The ultrasound has been successfully used for neonatal lung disease diagnosis, but only three hospitals have mastered this technique. This protocol is helpful for shortening the learning curve. Compared with chest x-rays, the ultrasound is more accurate for diagnosing lung diseases and it is easy to learn, can be performed at the bedside, and is safe for neonates and the medical staff.
Ultrasound is not only used for lung disease diagnosis, but also can be used to guide or assist the treatment and nursing of neonatal lung disease with many benefits. Lung ultrasound is a new application field and a new technology. Visual demonstration shows how to perform the technique intuitively for new learners.
Disinfect a high-frequency linear probe for point-of-care lung ultrasound before and after each patient examination to avoid nosocomial infection and cross-contamination.
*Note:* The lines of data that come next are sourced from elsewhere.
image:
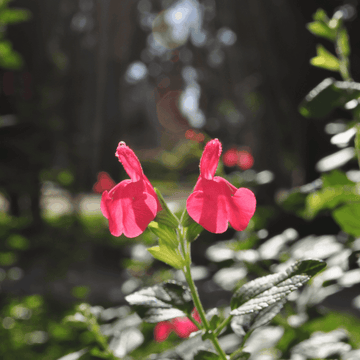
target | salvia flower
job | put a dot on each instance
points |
(132, 204)
(182, 327)
(104, 182)
(214, 201)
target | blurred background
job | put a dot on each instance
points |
(165, 76)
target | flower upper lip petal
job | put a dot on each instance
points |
(130, 162)
(210, 159)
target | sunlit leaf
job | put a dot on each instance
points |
(348, 218)
(243, 356)
(161, 302)
(206, 355)
(325, 59)
(165, 216)
(12, 16)
(9, 58)
(343, 42)
(262, 292)
(75, 355)
(327, 96)
(192, 229)
(320, 28)
(165, 233)
(167, 255)
(244, 323)
(329, 198)
(323, 345)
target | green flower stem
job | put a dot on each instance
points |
(222, 325)
(195, 295)
(357, 142)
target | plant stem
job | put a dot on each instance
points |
(222, 325)
(195, 295)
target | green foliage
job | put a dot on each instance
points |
(162, 302)
(167, 254)
(206, 355)
(165, 216)
(262, 292)
(13, 16)
(325, 59)
(348, 218)
(191, 228)
(327, 96)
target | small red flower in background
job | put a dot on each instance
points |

To optimize the image for lung scanning, select one type of small parts preset and adjust the depth to four to five centimeters. Click Focus Zone to select one to two focuses and adjust the focus position to near the level of the plural line.
Turn on Speckle Reduction Imaging and select level two to three to reduce the speckle noise. Turn on the crossbeam and select level two to improve the contrast resolution. Then, activate the harmonics to improve the signal-noise ratio, or select the fundamental frequency for sharper A or B lines.
When the scanning perimeters have been set, apply a layer of pre-warmed gel on the transducer. Then, place the infant in the appropriate position for the first part of the exam. For lung portioning by the six-region method, use the anterior axillary line and the posterior axillary line as boundaries, and divide each lung into one anterior, lateral, and posterior lung region to achieve a total of six regions for scanning.
For lung portioning by the 12-region method, in addition to dividing each lung into three regions as demonstrated, and use the line that connects the nipples to divide each lung into upper and lower lung fields, for a total of 12 regions. When the lung has been portioned, place the transducer on the top region of the left or right chest, and press the appropriate button on the instrument interface to scan in B-mode. For perpendicular scanning, adjust the transducer so that it is perpendicular to the ribs, and slide the transducer from the midline to the lateral side along the wide axis.
Then, move the transducer down to the next region, keeping the transducer perpendicular to the ribs as just demonstrated. Take care to always keep the transducer perpendicular to the ribs to obtain accurate and reliable results while performing perpendicular scanning. When all of the regions have been scanned in perpendicular, return the probe to the top left region and rotate the transducer 90 degrees, so that it is parallel to the ribs.
Then, slide the probe along the narrow axis to obtain a scan of the first region, and repeat the parallel scan for the rest of the lung portions. After the anterior chest has been imaged, move the transducer to the subaxillary region to scan the lateral chest. After lateral chest scanning has been finished, place the transducer below the xiphoid and angle the transducer from side to side to scan the diaphragm and the bottom of the lungs via the liver as the acoustic window.
When the transdiaphragmatic scanning finishes, change the neonatal position to the prone or lateral position to scan the posterior chest or other subaxillary region. The neonatal normal lung field appears hypoechoic on a B-mode ultrasound. Plural lines and A-lines are smooth, regular and parallel, forming a bamboo-like appearance called the bamboo sign, whereas in M-mode imaging, the lines appear as the seashore sign.
Respiratory distress syndrome mainly manifests as lung consolidation with significant air bronchograms, as well as abnormal plural line and absent A-lines. Mild transient tachypnea can be assessed by lung ultrasound and mainly manifests as alveolar interstitial syndrome and a double lung point. Severe transient tachypnea in the acute period mainly manifests as a compact B-line, white lung, or severe alveolar interstitial syndrome.
Mild and severe transient tachypnea are also characterized by plural line abnormalities, A-line disappearance, and different degrees of plural effusion in one or both sides of the chest. Pneumonia is characterized by lung consolidations accompanied by air bronchograms. The size of the consolidation in severe pneumonia is usually large with irregular or jagged boundaries.
Lung consolidation is the most important sonogram characteristic of meconium aspiration syndrome, and the size of the consolidation is related to the degree of the disease. The plural and A-lines and disappearance of lung sliding are the most important ultrasonic indicators of pneumothorax. Selecting a high-frequency linear probe and choosing a lung ultrasound preset, and scanning perpendicular to the ribs are critical to the success of this technique.